1. What happens when I get arrested?
When you are arrested, you are supposed to be given the Miranda rights, including the right to remain silent, USE IT. Nothing good will usually come from talking. You will be handcuffed, and taken to the jail where you will be processed into the jail computer system, with fingerprints and photographed, usually.
2. What is a bail bond?
A bail bond is a percentage of a fee amount of the bond amount, which is set by the court after you have been arrested and booked. It is usually done by the bail bond agency, but a bond can also be handled through the court system.
3. What is a summons?
In some instances, you will not be arrested but are in fact charged at a different time. Because you are not arrested, the court has to give you notice that you are in fact being charged with a crime. This notice is called a summons. It lets you know that you have been charged with a crime and that you need to appear in court on a certain date. You should in some cases post a bond so that you are not arrested at a later date.
4. How is my bond amount determined?
Your bond is determined based on a schedule that the legislature has approved and based on your previous history.
5. When do I get to talk to a lawyer?
After an arrest, you will be processed into the jail and at some point it will be determined if you can afford a lawyer or if you will need to be appointed a lawyer. If you can afford one, your family should handle it for you.

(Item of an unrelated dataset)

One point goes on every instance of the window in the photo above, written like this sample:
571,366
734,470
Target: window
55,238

If you can not afford a lawyer, the court will appoint one upon your request and the court’s order to appoint.
6. When do I get to see a judge?
You will usually be seen by a magistrate judge within 48 hours.
7. How am I officially charged with a crime?
If you charged with a felony, you are officially charged by an indictment after a grand jury has found cause to go forward. If you are charged with a misdemeanor, you are charged with an information once the District attorney has accepted and filed the case to proceed.
8. What’s the difference between a felony and misdemeanor?
A felony is the highest level of offense we have in Texas and ranges from the state jail level offense to the capital punishment level offense. The range of punishment varies per offense, but felony range starts at 2 years to life or death dependent on the offense. A misdemeanor is the mid level offense, with the traffic ticket category being the lowest level under it. The misdemeanor has a range of punishment of 6 months at the least and 1 year at the most. There are a few hybrids which do carry a slightly less range of 30 days and a fine max.
9. Will my past criminal history affect me?
Your precious criminal history is considered by the DA in their evaluation of your case. It will be given whatever amount of weight they decide to give to it and they will begin their negotiations from there. You will have an opportunity to discuss with your lawyer on how to proceed.
10. How much does it costs to defend my case?
Every case is different because every client is different with different stories, different backgrounds, and different needs. Additionally every attorney has a different level of experience with certain types of cases and thus, it is impossible to give exact figures without a thorough discussion of your case.